>>22086193Imagine a classic polytheistic pantheon. You have a sprawling, loosely connected network of deities, each with their own domains, personalities, preferred rituals, and often conflicting agendas. This is, information-theoretically speaking, a mess.
High Shannon Entropy: The sheer number of variables is staggering. Each god is a distinct entity, requiring its own set of associated data: myths, attributes, relationships, and crucially, prediction algorithms. To navigate a polytheistic world, a believer must maintain and constantly update a vast database of probabilities. What will appease Zeus today? Is Poseidon in a stormy mood, and if so, how does that interact with Apollo's influence on the harvest? The uncertainty, and therefore the Shannon entropy of the system, is extremely high.
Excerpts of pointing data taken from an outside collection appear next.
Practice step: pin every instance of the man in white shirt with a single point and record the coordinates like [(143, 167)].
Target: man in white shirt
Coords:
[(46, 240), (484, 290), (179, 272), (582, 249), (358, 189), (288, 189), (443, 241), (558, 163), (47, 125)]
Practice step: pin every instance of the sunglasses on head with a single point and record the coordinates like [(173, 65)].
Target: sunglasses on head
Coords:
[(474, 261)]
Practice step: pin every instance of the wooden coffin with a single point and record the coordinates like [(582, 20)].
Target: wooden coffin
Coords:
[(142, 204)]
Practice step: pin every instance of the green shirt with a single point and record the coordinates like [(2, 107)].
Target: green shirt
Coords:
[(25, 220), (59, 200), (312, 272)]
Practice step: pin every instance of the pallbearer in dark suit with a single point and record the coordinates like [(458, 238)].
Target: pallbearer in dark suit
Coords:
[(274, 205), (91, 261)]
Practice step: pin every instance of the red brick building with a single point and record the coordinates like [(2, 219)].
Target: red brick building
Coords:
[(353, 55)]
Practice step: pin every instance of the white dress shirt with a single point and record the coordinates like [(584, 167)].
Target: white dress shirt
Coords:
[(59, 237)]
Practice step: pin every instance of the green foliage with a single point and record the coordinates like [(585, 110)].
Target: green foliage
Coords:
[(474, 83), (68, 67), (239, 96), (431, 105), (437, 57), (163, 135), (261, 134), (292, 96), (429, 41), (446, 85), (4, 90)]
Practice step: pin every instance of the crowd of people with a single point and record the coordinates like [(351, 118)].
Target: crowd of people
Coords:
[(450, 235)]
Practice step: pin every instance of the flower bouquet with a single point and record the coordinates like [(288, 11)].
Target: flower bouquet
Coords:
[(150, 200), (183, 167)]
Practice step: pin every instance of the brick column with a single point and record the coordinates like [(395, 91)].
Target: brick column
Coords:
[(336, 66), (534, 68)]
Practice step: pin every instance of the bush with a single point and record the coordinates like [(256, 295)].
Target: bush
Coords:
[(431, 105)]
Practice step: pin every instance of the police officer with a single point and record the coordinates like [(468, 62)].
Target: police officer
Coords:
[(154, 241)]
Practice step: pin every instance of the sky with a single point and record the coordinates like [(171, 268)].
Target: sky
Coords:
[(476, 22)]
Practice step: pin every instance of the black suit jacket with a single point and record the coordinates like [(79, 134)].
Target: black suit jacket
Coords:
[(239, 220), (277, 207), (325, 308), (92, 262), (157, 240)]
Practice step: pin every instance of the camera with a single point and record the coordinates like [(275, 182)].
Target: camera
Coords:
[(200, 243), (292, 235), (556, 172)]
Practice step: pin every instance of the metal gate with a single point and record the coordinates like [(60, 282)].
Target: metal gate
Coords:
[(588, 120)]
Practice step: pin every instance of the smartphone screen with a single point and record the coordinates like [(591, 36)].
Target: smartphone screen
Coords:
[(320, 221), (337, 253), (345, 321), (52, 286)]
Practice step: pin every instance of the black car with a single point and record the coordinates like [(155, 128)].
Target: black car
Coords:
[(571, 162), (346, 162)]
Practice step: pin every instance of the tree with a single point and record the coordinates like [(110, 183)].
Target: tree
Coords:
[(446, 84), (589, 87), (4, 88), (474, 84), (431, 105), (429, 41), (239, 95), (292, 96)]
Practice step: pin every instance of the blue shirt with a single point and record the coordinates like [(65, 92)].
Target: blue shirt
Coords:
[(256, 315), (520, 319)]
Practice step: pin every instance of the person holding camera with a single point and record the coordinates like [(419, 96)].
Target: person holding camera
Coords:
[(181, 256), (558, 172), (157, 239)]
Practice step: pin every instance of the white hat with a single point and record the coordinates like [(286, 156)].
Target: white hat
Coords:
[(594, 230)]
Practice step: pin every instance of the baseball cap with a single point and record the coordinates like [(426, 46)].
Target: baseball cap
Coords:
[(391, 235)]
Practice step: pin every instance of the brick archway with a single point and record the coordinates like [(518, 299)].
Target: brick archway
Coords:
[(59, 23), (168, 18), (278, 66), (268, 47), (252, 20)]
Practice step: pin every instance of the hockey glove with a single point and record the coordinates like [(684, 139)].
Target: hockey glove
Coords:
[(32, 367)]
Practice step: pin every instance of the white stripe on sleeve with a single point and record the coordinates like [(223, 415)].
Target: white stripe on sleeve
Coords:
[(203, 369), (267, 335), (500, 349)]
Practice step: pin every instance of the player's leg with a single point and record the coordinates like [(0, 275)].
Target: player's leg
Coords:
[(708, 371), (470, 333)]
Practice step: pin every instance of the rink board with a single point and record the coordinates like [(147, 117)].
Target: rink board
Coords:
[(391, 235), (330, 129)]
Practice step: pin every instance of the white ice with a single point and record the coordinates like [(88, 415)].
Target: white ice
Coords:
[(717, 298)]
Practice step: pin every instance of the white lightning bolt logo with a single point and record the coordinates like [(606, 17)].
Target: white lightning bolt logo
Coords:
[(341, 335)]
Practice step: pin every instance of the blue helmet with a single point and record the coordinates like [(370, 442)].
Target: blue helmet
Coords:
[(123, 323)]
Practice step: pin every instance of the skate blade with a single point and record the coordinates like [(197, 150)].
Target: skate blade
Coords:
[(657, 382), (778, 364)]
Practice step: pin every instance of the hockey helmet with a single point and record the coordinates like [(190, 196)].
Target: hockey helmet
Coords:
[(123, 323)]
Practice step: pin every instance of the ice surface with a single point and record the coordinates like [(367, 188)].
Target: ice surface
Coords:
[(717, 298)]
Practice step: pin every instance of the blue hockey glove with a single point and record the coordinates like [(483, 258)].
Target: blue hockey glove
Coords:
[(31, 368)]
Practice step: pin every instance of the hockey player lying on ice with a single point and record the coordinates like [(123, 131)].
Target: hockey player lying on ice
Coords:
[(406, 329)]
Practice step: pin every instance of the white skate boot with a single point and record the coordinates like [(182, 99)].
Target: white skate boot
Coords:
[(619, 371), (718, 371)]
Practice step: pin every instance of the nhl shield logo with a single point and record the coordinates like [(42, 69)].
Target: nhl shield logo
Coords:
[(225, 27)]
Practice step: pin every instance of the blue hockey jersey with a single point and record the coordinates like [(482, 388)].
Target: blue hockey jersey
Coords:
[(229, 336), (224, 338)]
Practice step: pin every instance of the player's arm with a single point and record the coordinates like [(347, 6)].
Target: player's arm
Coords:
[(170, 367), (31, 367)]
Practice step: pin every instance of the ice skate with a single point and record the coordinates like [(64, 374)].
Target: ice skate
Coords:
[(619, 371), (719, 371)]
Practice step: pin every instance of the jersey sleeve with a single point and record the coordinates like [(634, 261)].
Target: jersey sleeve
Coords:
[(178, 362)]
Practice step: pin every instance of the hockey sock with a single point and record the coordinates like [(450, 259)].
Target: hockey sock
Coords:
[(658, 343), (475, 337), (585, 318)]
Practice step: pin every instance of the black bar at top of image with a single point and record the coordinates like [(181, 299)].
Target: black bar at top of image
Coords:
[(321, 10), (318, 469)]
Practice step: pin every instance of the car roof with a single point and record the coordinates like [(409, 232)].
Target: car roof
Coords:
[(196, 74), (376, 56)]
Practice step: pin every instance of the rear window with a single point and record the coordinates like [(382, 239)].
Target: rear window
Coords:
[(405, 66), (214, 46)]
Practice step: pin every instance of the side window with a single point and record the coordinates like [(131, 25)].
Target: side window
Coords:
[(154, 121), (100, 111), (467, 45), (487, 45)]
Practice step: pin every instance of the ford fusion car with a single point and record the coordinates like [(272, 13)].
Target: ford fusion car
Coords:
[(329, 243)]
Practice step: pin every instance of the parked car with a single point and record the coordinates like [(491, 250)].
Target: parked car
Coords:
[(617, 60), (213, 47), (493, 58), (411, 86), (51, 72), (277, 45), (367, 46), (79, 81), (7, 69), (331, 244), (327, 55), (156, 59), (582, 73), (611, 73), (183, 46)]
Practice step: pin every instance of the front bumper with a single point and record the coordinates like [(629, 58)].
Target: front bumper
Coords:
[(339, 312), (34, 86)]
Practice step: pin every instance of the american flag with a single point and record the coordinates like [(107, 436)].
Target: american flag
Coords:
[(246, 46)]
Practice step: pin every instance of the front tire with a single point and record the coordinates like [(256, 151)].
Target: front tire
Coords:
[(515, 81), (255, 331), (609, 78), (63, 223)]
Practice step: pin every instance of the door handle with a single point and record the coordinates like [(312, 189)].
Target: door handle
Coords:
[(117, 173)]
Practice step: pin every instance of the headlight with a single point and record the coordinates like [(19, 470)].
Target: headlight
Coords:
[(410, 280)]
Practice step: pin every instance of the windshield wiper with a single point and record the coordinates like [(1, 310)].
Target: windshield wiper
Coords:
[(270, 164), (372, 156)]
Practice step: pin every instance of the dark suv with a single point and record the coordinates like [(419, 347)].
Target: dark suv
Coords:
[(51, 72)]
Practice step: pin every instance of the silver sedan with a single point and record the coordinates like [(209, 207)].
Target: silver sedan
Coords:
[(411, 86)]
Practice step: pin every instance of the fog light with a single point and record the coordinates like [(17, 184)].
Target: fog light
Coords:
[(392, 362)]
Low Information Density: While the total amount of data is large, the information density – the ratio of useful, predictive information to raw data – is low. Many of the myths and rituals are contradictory, redundant, or simply irrelevant to practical outcomes. A vast amount of cognitive effort is expended on maintaining the system, but the predictive power gained is minimal. This is analogous to a poorly compressed file: lots of bits, but little meaningful content.
Computational Overhead: This high-entropy, low-density system creates a significant computational burden. The believer must constantly perform complex probabilistic calculations, weighing the potential influence of multiple, potentially antagonistic agents. This has real energetic consequences. Brains are expensive organs to run, and unnecessary computation consumes precious resources. In a pre-scientific world, where survival is often a razor-thin margin, this inefficiency represents a selective disadvantage.
Therefore, the triumph of monotheism is not a historical accident, but a consequence of its superior informational architecture.